Сумма, которую он назвал, была больше, чем стоила квартира на Профсоюзной. Намного больше.
Наташа переспросила — тихо, как будто боялась спугнуть. Он повторил. Объяснил: несколько марок — редкие, довоенные, в идеальном состоянии. Отдельный конверт — тот самый, о котором отец говорил в больнице — там лежало что-то совсем ценное.
Я вышел на улицу. Встал у входа. Достал из кармана лупу.
Пластиковая ручка. Поцарапанное стекло. Тридцать лет.
Я думал о двенадцатилетнем мальчике, который спросил «зачем» — и ушёл смотреть телевизор. О воскресных звонках на пять минут. О мандаринах, которые я привозил вместо разговора.

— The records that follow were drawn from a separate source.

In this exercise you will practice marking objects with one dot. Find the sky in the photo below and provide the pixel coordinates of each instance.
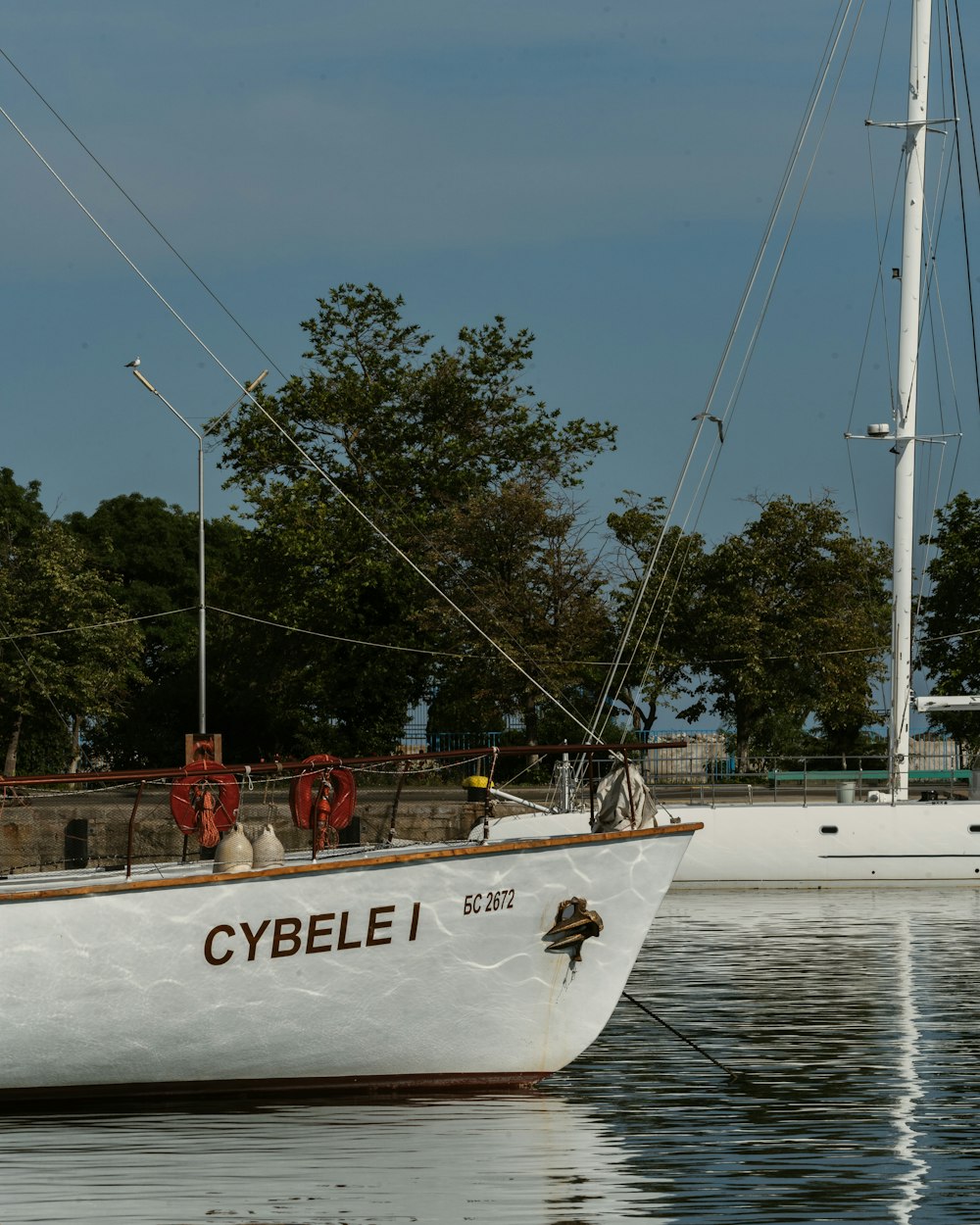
(601, 172)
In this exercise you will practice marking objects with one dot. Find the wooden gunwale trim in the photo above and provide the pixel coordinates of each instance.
(366, 862)
(343, 1086)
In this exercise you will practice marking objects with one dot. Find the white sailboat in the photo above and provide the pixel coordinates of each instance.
(887, 838)
(332, 969)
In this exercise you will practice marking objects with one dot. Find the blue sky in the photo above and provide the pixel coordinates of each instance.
(599, 172)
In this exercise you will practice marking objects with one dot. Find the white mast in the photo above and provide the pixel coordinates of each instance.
(905, 410)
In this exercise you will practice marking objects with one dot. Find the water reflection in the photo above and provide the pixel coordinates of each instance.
(535, 1159)
(852, 1013)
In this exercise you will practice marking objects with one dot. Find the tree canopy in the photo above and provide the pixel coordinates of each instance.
(793, 620)
(449, 452)
(950, 627)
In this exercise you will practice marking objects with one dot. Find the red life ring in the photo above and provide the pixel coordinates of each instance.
(204, 799)
(308, 794)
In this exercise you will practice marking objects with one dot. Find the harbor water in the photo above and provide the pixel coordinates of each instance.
(851, 1017)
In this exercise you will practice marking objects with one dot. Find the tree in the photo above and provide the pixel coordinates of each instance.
(794, 618)
(950, 646)
(662, 643)
(522, 568)
(151, 549)
(429, 444)
(68, 652)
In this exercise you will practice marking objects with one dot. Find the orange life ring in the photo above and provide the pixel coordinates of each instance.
(205, 788)
(310, 800)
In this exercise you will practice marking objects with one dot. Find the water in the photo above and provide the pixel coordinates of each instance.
(853, 1015)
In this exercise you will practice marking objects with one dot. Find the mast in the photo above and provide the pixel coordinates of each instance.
(906, 406)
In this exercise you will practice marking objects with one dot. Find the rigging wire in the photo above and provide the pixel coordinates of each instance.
(817, 92)
(126, 196)
(515, 646)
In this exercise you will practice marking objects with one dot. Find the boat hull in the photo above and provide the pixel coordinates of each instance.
(784, 846)
(368, 971)
(824, 844)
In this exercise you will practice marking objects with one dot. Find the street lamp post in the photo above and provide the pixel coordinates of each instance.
(201, 613)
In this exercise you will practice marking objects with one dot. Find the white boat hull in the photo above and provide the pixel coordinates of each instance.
(823, 844)
(375, 970)
(782, 846)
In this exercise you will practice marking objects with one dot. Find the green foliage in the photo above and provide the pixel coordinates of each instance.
(664, 640)
(465, 470)
(151, 548)
(793, 618)
(951, 621)
(67, 655)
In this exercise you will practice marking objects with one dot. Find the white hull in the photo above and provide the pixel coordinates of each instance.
(823, 844)
(370, 970)
(780, 846)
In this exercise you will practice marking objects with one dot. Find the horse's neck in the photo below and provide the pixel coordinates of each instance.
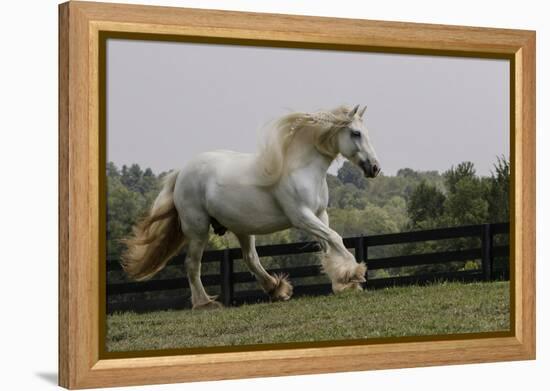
(304, 155)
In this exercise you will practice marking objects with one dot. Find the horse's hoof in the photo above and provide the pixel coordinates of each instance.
(282, 291)
(209, 305)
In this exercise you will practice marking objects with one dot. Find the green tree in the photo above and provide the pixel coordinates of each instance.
(425, 203)
(498, 192)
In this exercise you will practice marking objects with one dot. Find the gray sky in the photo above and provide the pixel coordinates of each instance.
(169, 101)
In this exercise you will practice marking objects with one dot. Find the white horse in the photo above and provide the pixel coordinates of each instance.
(282, 186)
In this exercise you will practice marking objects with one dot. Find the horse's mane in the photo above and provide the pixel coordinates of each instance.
(323, 126)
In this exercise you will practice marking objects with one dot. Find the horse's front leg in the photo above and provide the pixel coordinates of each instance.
(276, 286)
(338, 263)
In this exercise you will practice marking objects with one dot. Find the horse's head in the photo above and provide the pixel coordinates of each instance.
(354, 144)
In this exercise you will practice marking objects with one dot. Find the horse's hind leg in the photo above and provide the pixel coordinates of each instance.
(199, 297)
(195, 226)
(277, 286)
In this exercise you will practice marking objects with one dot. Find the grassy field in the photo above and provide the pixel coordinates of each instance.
(447, 308)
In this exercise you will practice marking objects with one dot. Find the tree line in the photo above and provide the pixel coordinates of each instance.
(409, 200)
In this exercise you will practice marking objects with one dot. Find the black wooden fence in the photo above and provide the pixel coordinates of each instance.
(228, 278)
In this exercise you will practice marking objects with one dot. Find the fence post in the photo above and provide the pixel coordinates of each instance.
(361, 251)
(226, 270)
(487, 252)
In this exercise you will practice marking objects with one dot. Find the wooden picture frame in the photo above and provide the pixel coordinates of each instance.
(82, 363)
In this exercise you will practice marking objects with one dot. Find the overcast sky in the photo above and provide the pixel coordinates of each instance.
(169, 101)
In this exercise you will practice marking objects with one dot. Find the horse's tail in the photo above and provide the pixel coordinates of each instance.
(156, 238)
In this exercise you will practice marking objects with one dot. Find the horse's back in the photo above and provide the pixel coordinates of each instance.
(224, 185)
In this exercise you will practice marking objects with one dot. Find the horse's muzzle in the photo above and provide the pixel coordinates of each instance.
(370, 170)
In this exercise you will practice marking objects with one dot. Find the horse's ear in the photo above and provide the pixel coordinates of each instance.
(362, 111)
(353, 111)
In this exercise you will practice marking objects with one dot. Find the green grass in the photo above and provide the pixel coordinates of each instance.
(448, 308)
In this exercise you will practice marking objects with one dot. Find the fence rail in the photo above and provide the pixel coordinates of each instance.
(227, 277)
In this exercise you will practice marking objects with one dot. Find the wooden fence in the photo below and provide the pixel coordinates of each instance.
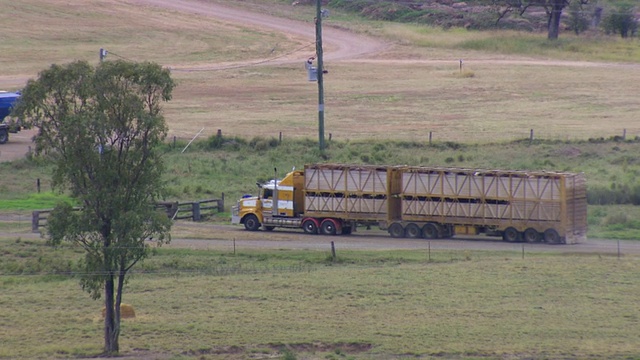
(194, 210)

Он никогда не жаловался. Никогда не требовал, чтобы я интересовался. Сидел у окна с лупой, листал свои альбомы — и, наверное, был по-своему счастлив. Или просто привык.
Вышла Наташа. Встала рядом. Молчала.
— Слушай, — сказала она наконец. — А ты знал, что он так серьёзно к этому относился?
— Нет.
— Я тоже нет.
Мы постояли ещё немного. Трамвай прошёл мимо — тот же дребезжащий, как будто время не двигалось.
Дело было не в деньгах. Я это понял там, на улице, с его лупой в кармане. Дело было в том, что он тридцать лет жил чем-то своим — настоящим, большим, — а мы смотрели и не видели. Не хотели видеть.
Прости, пап.
Стоит ли уважать хобби, которое не понимаешь — или достаточно любить человека?